Właśnie wróciłam z pracy, padam na ryj. Idę trochę poleżeć coby siła była na wieczorne manewry ;) A na śliwkobraniu fajnie, dziś asekurował mnie kolega, który załatwił mi tą "fuchę", reszty towarzystwa nie znałam, ale ekipa sympatyczna ( m.in. dwie stale przedrzeźniające się podstarzałe sąsiadeczki, 4 podlotki płci żeńskiej itp. :D). To be continued w poniedziałek.
Na czas zarobku odpuszczam jogging, nie miałabym siły. Ale na miejsce dojeżdżam bicyklem!
28.O8.2O1O 19
6.30- 3 racuchy, serek wiejski
ok. 1O.OO- 3 śliwki
13.OO- ogórkowa, 1 kromka
17.OO- bułka z ziarnami, 2 plastry polędwicy, mały pomidor, szklanka maslanki
brzuszki- 32O
Pobudka o 6.30 i..
..i biegamy! Był to drugi poranny jogging w mojej karierze. Pierwszego za dobrze nie wspominam, byłam chyba na kacu, sił brak, dałam rade tylko około 20 minut. Wczoraj pomyślałam, że trzeba jeszcze raz spróbować, bez uprzedniej alkoholizacji. Głównym powodem podjęcia tej próby było jednak to, że po wieczornym bieganiu jestem zbyt pobudzona i przez całą noc mam problemy ze spaniem. No to pobiegłam. I przebiegłam swój zwyczajowy (na ten tydzień/dzień) dystans, na czczo, gdybym cokolwiek łyknęła, chapnęła -wielka kolka murowana. I powiem Wam, że ciężko było, ciężej niż wieczorem, ale dałam radę! I zajęło mi to o dziwo mniej czasu niż zazwyczaj, ale to raczej nie jest spowodowane zwiększeniem prędkości lecz koncentracji w liczeniu okrążeń. Wieczorami niekiedy moje myśli odbiegają na inny tor niż nogi, wtedy jedno okrążenie powtarzam czasami kilka razy Morał z tego taki, że lepiej mi z wieczora, ale będę się przekonywała do rannego joggingu. Również z tego względu, ze o 7.OO raczej nikt nie pokusi się o kurtuazyjną wizytę i mi nie przeszkodzi, a porami popołudniowymi jest z tym różnie.
Idę jutro do pracy! Śliwkobranie
Przynajmniej trochę zarobię na przyjemności ;) Wczoraj połaziłam po sklepach i ach, och, czego bym sobie nie kupiła ;) Coś jednak kupiłam, na polowaniu w lumpeksie. Na prawdę ładny jesienny płaszczyk i kilka koszulek.

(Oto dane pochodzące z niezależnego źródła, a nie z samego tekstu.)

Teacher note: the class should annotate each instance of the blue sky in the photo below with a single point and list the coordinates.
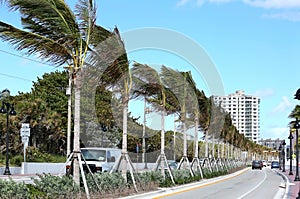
(253, 44)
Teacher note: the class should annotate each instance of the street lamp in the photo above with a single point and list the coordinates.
(291, 153)
(8, 111)
(283, 156)
(297, 126)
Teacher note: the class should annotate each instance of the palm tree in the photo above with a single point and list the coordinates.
(148, 83)
(53, 32)
(181, 84)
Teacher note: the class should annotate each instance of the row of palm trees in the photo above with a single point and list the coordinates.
(96, 56)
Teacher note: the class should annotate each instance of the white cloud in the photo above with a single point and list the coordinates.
(182, 2)
(291, 16)
(284, 105)
(276, 132)
(264, 93)
(201, 2)
(277, 4)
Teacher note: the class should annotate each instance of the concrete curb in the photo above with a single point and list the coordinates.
(154, 194)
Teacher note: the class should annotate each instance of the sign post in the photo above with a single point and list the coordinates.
(25, 134)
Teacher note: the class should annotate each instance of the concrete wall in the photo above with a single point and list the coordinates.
(41, 167)
(13, 170)
(57, 168)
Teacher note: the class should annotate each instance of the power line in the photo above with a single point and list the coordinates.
(15, 77)
(22, 57)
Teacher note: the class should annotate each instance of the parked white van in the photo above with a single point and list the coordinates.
(98, 159)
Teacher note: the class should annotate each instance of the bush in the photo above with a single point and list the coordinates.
(17, 160)
(10, 189)
(34, 155)
(55, 186)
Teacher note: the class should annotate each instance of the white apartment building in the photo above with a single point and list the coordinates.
(244, 111)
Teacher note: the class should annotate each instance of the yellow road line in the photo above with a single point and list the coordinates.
(200, 186)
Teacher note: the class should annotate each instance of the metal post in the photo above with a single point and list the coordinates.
(7, 171)
(279, 156)
(283, 156)
(291, 154)
(8, 111)
(297, 152)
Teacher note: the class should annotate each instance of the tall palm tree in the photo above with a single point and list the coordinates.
(148, 83)
(180, 83)
(53, 32)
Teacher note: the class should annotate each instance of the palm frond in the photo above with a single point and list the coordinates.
(35, 44)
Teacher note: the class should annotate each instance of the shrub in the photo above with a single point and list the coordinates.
(55, 186)
(17, 160)
(10, 189)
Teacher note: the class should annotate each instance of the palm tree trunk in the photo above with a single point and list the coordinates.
(124, 142)
(162, 149)
(196, 139)
(69, 114)
(76, 147)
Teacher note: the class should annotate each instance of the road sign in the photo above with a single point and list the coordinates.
(25, 132)
(25, 125)
(25, 139)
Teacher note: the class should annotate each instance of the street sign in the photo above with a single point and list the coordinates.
(25, 125)
(25, 132)
(25, 139)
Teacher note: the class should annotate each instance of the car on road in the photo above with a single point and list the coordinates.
(264, 163)
(274, 164)
(257, 164)
(172, 164)
(97, 159)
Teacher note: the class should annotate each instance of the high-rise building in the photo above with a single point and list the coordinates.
(244, 111)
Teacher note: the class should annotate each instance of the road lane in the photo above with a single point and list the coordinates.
(250, 184)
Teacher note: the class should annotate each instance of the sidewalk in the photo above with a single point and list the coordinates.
(291, 185)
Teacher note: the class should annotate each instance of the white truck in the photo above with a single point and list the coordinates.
(98, 159)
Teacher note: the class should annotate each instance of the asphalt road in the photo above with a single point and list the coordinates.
(246, 184)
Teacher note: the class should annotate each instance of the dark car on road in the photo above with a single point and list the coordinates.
(274, 164)
(257, 164)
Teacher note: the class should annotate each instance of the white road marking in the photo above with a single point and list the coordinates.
(265, 177)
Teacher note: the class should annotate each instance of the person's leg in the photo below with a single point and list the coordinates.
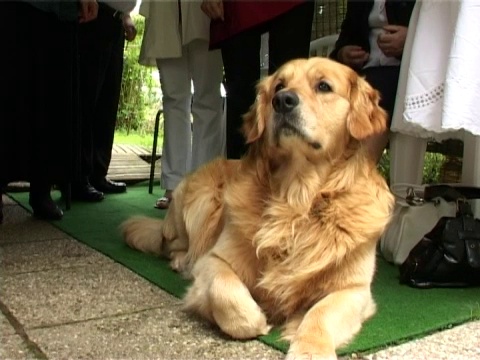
(241, 61)
(289, 36)
(177, 128)
(207, 105)
(106, 107)
(92, 44)
(385, 80)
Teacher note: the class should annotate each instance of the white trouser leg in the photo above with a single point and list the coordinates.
(207, 106)
(177, 132)
(407, 156)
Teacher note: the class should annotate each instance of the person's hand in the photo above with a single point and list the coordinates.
(129, 27)
(391, 43)
(213, 9)
(353, 56)
(88, 10)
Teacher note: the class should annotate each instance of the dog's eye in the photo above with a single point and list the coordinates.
(323, 86)
(279, 87)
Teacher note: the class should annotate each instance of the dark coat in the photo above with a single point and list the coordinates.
(355, 29)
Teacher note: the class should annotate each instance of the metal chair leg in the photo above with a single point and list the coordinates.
(154, 151)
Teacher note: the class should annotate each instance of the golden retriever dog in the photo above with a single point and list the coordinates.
(287, 235)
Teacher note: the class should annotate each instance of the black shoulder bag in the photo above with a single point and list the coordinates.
(449, 255)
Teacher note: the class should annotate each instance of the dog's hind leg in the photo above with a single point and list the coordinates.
(330, 323)
(219, 295)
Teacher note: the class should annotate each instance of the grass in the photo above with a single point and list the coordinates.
(136, 138)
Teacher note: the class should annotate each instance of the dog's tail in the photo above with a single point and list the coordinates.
(144, 234)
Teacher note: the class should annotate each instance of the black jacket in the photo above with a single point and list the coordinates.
(355, 29)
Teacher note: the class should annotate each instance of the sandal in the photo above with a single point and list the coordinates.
(164, 202)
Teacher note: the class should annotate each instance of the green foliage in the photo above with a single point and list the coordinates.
(431, 168)
(139, 96)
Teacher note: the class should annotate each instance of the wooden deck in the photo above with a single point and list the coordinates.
(131, 163)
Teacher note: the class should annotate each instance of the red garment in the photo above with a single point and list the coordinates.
(241, 15)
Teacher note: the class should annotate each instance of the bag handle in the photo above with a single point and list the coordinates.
(451, 192)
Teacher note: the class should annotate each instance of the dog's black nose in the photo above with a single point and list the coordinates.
(285, 101)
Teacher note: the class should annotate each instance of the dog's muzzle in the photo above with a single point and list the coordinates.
(285, 101)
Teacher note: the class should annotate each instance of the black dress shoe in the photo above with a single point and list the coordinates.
(86, 192)
(109, 187)
(45, 209)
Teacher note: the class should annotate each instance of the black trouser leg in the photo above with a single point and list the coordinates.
(107, 106)
(241, 61)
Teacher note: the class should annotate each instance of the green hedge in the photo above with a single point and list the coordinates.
(139, 96)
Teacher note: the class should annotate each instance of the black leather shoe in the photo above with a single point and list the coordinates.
(86, 192)
(45, 209)
(109, 187)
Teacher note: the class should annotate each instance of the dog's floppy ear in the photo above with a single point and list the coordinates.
(366, 116)
(254, 120)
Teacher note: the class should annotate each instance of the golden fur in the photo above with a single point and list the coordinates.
(287, 235)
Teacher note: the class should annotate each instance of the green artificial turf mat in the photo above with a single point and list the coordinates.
(403, 313)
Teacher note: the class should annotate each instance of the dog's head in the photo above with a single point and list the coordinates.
(316, 106)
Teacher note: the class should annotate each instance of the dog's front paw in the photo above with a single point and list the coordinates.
(240, 316)
(307, 356)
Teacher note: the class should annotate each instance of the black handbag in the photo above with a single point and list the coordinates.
(449, 255)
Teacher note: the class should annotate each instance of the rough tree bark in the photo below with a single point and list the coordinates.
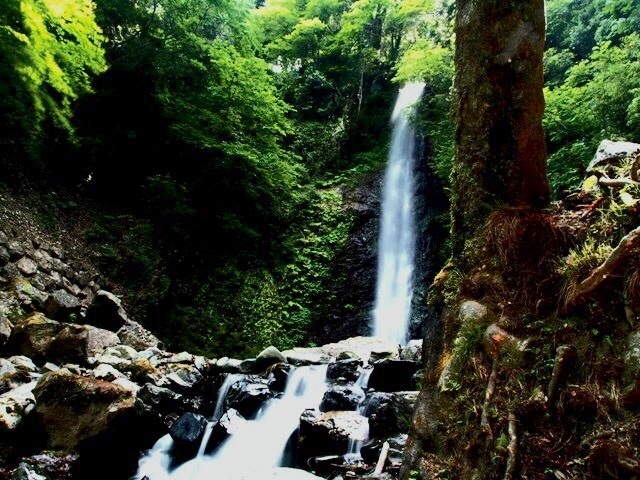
(500, 147)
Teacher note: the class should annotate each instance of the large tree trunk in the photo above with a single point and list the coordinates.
(501, 154)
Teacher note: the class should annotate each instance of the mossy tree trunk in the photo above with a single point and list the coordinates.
(500, 146)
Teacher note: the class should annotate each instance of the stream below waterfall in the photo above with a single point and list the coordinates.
(262, 443)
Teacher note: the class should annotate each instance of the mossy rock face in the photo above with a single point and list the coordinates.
(73, 409)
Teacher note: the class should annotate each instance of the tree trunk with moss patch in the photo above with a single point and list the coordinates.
(501, 154)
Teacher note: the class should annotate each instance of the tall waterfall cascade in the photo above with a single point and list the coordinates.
(261, 444)
(396, 246)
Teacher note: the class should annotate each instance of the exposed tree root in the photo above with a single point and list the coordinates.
(512, 459)
(565, 357)
(616, 260)
(488, 396)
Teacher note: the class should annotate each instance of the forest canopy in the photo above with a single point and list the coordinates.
(236, 123)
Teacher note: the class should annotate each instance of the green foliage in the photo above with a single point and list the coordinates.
(599, 99)
(50, 50)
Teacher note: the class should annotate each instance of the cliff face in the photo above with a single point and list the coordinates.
(355, 269)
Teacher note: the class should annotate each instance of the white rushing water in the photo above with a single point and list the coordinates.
(259, 443)
(394, 289)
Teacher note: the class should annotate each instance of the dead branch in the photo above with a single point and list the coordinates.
(488, 396)
(611, 265)
(512, 459)
(565, 357)
(616, 182)
(382, 459)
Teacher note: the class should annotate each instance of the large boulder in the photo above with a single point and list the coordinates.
(344, 369)
(6, 327)
(328, 433)
(341, 398)
(138, 337)
(412, 351)
(73, 409)
(62, 305)
(390, 413)
(611, 153)
(247, 396)
(188, 430)
(33, 336)
(371, 450)
(391, 375)
(269, 356)
(14, 405)
(106, 311)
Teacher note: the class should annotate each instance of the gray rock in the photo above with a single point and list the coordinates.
(247, 396)
(328, 433)
(269, 356)
(6, 366)
(341, 398)
(472, 312)
(62, 305)
(6, 327)
(136, 336)
(14, 405)
(390, 413)
(412, 351)
(611, 153)
(106, 372)
(23, 364)
(391, 375)
(27, 266)
(346, 369)
(106, 311)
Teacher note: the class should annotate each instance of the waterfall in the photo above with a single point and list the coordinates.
(259, 443)
(394, 289)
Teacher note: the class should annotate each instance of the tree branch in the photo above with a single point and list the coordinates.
(611, 265)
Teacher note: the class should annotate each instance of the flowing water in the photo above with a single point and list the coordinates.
(262, 443)
(259, 443)
(394, 289)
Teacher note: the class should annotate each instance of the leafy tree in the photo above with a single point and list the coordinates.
(49, 52)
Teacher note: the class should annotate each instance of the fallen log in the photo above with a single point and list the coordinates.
(614, 262)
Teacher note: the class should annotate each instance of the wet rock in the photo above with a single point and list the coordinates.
(371, 450)
(73, 409)
(161, 400)
(136, 336)
(23, 364)
(247, 396)
(6, 366)
(346, 369)
(33, 336)
(278, 375)
(393, 375)
(184, 377)
(390, 413)
(341, 398)
(14, 405)
(26, 266)
(77, 343)
(188, 430)
(106, 312)
(248, 365)
(106, 372)
(327, 433)
(61, 305)
(6, 327)
(269, 356)
(29, 297)
(611, 154)
(472, 312)
(412, 351)
(48, 465)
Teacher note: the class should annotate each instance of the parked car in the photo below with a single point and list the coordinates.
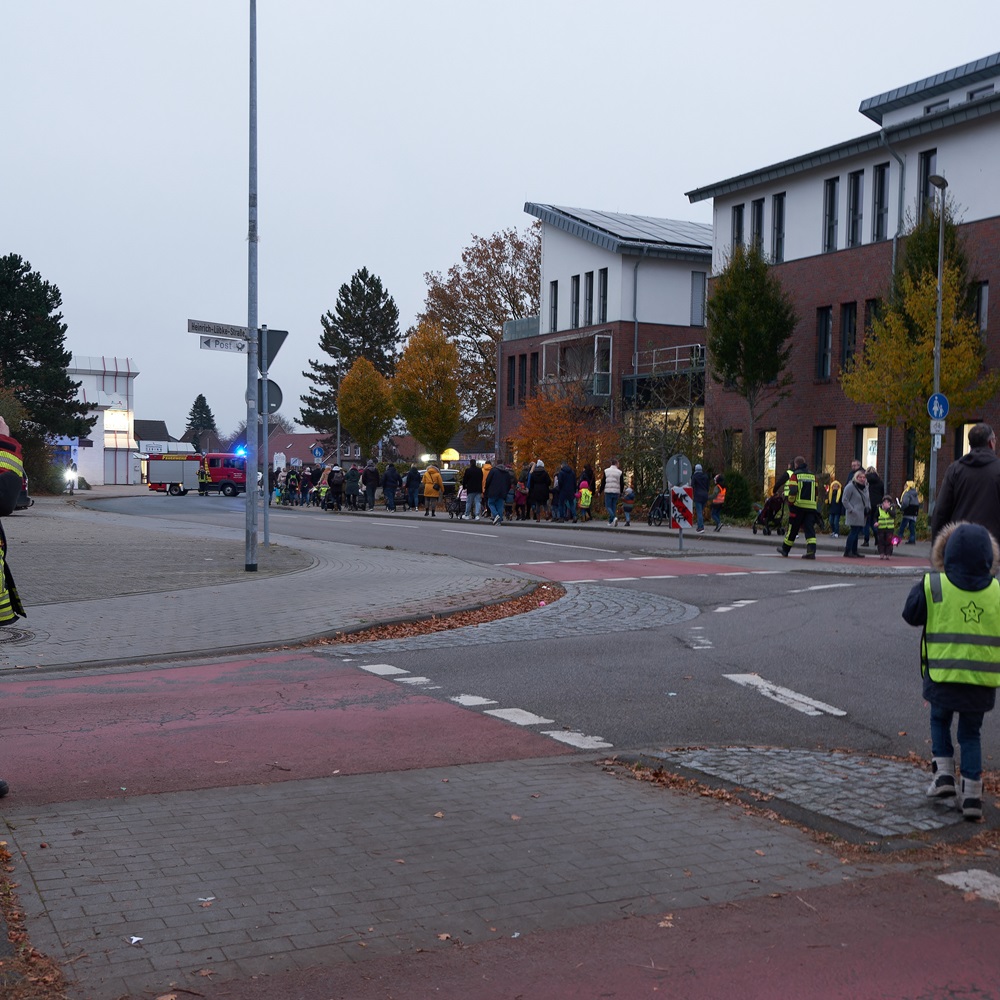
(23, 501)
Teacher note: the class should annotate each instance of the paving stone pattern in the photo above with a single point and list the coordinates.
(879, 797)
(304, 873)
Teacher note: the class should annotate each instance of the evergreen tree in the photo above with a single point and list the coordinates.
(364, 324)
(33, 355)
(200, 420)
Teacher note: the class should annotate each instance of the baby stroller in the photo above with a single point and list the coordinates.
(455, 504)
(769, 514)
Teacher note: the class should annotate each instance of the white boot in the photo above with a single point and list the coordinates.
(942, 784)
(972, 799)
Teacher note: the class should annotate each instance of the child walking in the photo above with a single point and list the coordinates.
(958, 605)
(885, 529)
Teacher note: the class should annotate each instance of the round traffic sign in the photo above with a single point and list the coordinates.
(937, 406)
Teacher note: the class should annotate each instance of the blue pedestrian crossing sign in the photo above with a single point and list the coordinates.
(937, 406)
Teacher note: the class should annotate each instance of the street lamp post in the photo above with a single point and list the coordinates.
(941, 184)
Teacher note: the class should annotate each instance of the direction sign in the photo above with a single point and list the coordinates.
(223, 344)
(937, 406)
(216, 329)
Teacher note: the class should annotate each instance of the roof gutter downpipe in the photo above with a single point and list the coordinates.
(884, 139)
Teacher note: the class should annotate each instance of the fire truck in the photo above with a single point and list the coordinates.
(214, 472)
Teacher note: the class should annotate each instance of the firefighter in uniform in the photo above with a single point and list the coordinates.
(801, 494)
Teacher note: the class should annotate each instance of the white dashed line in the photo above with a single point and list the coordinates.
(785, 696)
(518, 716)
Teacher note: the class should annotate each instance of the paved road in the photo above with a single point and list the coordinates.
(317, 824)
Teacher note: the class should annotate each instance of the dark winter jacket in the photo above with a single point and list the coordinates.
(970, 492)
(969, 557)
(699, 484)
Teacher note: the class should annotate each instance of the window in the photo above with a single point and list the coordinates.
(757, 223)
(880, 202)
(855, 206)
(602, 365)
(824, 341)
(848, 334)
(925, 191)
(699, 284)
(778, 228)
(825, 451)
(831, 195)
(982, 306)
(737, 226)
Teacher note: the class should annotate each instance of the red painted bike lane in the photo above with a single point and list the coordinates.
(237, 722)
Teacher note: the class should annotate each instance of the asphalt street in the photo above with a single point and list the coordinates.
(437, 816)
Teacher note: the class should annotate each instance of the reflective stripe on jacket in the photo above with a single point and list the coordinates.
(961, 642)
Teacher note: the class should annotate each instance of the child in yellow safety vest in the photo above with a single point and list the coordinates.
(958, 605)
(885, 528)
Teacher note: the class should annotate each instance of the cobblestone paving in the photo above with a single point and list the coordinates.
(616, 610)
(880, 797)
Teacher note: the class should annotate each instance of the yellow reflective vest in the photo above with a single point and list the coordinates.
(961, 643)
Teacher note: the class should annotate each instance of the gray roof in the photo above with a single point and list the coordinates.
(629, 234)
(931, 86)
(924, 125)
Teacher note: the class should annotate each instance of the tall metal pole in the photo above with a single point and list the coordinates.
(941, 184)
(266, 457)
(251, 490)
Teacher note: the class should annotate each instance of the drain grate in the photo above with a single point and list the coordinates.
(15, 635)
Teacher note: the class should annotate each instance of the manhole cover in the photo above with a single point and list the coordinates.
(12, 635)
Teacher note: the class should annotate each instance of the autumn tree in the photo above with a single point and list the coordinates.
(497, 280)
(750, 324)
(366, 410)
(200, 420)
(894, 374)
(557, 425)
(363, 324)
(425, 388)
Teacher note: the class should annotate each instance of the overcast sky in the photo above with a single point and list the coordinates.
(391, 132)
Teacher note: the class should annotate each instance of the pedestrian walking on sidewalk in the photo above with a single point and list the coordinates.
(856, 505)
(718, 501)
(801, 494)
(958, 605)
(11, 483)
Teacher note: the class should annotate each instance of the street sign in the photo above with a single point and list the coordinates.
(273, 396)
(678, 470)
(223, 344)
(937, 406)
(216, 329)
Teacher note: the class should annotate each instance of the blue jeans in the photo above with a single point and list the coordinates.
(611, 503)
(969, 724)
(851, 545)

Pada :/ Zielona i książka czekają.27.O8.2O1O 18
8.2O- owsianka na 1 szkl mleka 0,5% z połową banana i rodzynkami
12.OO- jabłko, pół banana
15.OO- kasza gryczana, leczo z piersią z kurczaka
18.2O- 3/4 małego jogurtu morelowego, trochę kefiru
brzuszki- 32O
jogging- 45 min
flat belly z rana jak śmietana i skutki uboczne
italiano party.
Te weekendy mnie wykończą! Lub moją wątrobę :D
Ale nie dietę! Trzymałam się dzielnie. W sobotę byłam na ognisku, niczego jedzeniowego nie tknęłam :P Było dużo ludzi, więc nie wzbudziło to większego zainteresowania. Za to piłam. I wstałam wczoraj po 13. Tylko dlatego, że musiałam!
Dawno nie widziałam u siebie tak płaskiego brzucha jak po tej imprezie :D
Menu wczorajsze marne, składało się z rosołu z makaronem na śniadanie i dwóch kawałków domowej pizzy (party italiano in progress) na kolację. Przynajmniej w jakimś tam prawidłowym limicie kalorycznym się zmieściłam. (?) No i wieczorem czill z ziomami przy piwie :p
Ćwiczeń brak.
Sobotnie ważenie przyniosło 71,8 kg. Wymiary bez zmian. :/ Czas zacząć się martwić?
Lato się kończy, ratunku! Znowu będę marzła non stop i kichała co 30 sekund.23.O8.1O 14
9.OO- 2 kawałki domowej pizzy
12.2O- szklanka maślanki naturalnej
15.15- 1/2 udka z kurczaka duszonego w warzywach, świeży ogórek+trochę kukurydzy z puszki z lightowym sosem czosnkowym, odrobina pieczywa
18.15- serek wiejski z jabłkiem, rodzynkami i cynamonem
out: 1 piwo
brzuszki- 3OO
skakanka- 1 2OO
jogging- ok. 49 min
better run, better don't stop.
Jest dobrze, chyba faktycznie staję się wzorem Lub przynajmniej jakąś jego namiastką.. Grunt, że sumienie mam czyste. Wieczorem mogę spojrzeć na kończący się dzień i pewna ręką postawić przy dacie, w kajecie, pierdolnik oznaczający "zaliczony".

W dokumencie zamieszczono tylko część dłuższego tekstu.